Working hard sometimes isn’t enough.
We all face tricky challenges in our chosen career and it can be difficult to find a supportive mentor offering sound advice. Each month, we answer your questions and help you keep ahead of the game

How to deal with a short tempered boss

31 August 2010
 

“I recently started my first job in PR. My boss has a short temper and can be difficult to deal with. However, I love the client accounts I’m working on and am getting some great experience under my belt. How can I survive my boss’s wrath for another 12 months in order to get a decent amount of experience on my CV?”

Congratulations on your first PR role! Getting your foot in the door means you’ve got over the first hurdle, but now the hard work begins. Unfortunately it is a fact of life that at some point in your career you will have to work with people who are particularly demanding and who you may not get along with. In general, my advice would be to suck it up for now. It won’t be forever, and getting a year of solid PR experience on your CV will make you very employable in the future.

That said, there are a few things you can do to make your boss more bearable.

1. Don’t make silly mistakes. Proof read, proof read, proof read. I cannot emphasis enough how irritated bosses get with receiving releases and reports containing typos and small errors.

2. Do your bit. Make sure you do more than your fair share. Volunteer to help out and be proactive. Short tempers are often caused by stress so offer to relieve some of the pressure.
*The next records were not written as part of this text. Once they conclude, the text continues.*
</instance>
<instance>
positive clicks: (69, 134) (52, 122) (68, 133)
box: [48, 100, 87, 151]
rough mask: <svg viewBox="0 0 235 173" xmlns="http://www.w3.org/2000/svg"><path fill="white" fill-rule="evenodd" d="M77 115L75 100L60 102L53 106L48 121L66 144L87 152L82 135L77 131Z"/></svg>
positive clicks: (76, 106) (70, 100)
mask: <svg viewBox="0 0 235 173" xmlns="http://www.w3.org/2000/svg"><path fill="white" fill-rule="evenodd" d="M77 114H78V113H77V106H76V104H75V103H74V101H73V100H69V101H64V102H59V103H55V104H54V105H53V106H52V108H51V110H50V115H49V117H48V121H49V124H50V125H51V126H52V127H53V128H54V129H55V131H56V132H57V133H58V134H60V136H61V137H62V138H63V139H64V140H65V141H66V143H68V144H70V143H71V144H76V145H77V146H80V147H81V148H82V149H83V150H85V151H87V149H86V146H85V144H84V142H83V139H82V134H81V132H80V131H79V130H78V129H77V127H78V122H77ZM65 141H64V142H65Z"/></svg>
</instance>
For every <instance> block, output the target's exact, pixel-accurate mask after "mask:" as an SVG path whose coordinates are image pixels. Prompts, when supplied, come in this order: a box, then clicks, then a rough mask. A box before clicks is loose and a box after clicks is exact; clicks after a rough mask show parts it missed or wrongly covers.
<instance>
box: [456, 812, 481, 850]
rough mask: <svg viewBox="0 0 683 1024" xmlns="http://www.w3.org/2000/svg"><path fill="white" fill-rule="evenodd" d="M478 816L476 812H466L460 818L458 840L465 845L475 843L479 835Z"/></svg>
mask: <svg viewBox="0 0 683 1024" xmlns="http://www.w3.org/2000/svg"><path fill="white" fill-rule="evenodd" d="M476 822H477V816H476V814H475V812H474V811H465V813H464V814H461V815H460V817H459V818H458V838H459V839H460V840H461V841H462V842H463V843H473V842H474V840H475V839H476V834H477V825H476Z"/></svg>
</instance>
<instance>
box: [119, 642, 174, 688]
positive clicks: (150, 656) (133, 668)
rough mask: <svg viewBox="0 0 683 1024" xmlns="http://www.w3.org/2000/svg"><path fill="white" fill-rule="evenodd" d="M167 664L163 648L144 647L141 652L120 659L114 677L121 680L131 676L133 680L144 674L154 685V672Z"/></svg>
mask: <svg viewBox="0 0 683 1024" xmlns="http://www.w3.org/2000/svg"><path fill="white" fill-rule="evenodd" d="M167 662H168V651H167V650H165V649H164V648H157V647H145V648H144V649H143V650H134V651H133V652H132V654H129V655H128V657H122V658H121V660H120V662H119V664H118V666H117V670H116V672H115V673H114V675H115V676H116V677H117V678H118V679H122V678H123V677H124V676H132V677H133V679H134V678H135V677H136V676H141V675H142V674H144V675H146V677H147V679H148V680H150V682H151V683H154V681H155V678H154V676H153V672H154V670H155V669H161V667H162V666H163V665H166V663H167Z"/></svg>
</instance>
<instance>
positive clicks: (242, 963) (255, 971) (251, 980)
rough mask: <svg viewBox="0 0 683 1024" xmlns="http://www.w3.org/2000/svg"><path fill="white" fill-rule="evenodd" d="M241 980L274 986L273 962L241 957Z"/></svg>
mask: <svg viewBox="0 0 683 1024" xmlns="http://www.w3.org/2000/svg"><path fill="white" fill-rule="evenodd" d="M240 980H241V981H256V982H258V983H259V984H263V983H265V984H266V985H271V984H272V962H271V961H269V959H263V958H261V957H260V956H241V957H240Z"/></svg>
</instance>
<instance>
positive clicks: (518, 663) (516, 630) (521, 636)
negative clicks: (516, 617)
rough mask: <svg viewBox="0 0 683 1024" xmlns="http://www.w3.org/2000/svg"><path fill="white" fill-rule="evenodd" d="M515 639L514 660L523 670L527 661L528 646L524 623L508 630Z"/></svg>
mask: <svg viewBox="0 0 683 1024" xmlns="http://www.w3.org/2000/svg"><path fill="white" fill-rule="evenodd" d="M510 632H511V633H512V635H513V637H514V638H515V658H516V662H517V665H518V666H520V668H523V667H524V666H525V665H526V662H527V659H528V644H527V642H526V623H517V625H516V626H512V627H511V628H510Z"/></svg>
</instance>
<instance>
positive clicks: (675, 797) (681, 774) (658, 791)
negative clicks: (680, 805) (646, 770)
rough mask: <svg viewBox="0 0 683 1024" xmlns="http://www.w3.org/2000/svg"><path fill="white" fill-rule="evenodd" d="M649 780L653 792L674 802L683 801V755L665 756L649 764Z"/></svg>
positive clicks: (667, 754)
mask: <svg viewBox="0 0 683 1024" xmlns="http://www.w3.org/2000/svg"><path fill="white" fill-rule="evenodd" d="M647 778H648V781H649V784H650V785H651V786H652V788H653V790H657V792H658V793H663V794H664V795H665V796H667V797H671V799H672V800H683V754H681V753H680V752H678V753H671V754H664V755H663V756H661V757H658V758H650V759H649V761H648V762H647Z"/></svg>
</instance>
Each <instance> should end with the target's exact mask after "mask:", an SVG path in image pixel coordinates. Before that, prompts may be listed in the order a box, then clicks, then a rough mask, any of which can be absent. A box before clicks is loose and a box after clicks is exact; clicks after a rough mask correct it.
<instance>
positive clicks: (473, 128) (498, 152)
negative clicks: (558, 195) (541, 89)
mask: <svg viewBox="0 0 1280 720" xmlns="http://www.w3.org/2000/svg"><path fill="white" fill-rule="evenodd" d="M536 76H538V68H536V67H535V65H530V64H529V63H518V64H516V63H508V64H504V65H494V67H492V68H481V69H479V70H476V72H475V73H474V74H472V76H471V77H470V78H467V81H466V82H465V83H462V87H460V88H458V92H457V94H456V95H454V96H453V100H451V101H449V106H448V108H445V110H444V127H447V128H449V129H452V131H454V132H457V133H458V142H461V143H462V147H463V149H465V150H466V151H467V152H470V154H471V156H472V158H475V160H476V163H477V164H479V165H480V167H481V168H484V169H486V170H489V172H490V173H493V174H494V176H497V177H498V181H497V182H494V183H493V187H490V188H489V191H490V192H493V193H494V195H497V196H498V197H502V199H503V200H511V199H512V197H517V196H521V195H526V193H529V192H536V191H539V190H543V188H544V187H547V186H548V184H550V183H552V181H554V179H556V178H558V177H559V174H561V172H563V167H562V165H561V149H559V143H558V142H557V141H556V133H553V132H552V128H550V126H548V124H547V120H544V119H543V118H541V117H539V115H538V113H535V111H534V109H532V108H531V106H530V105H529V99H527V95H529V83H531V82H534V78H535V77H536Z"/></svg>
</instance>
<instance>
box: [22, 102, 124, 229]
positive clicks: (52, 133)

3. Take responsibility. If you make a mistake, put your hands up to it quickly and offer a solution. Denial will always make things worse.

4. Keep calm. Panic and tension breed panic and tension. Be the voice of reason and the person that everyone turns to in a crisis.

5. If all else fails – take a deep breath and count to ten.

The good thing about a difficult boss, is that you learn very quickly how not to manage other people. It’s a great lesson for the future so when your time comes to manage a team, keep in mind how you felt when your first boss ranted and raved at you and aim to be a better team leader.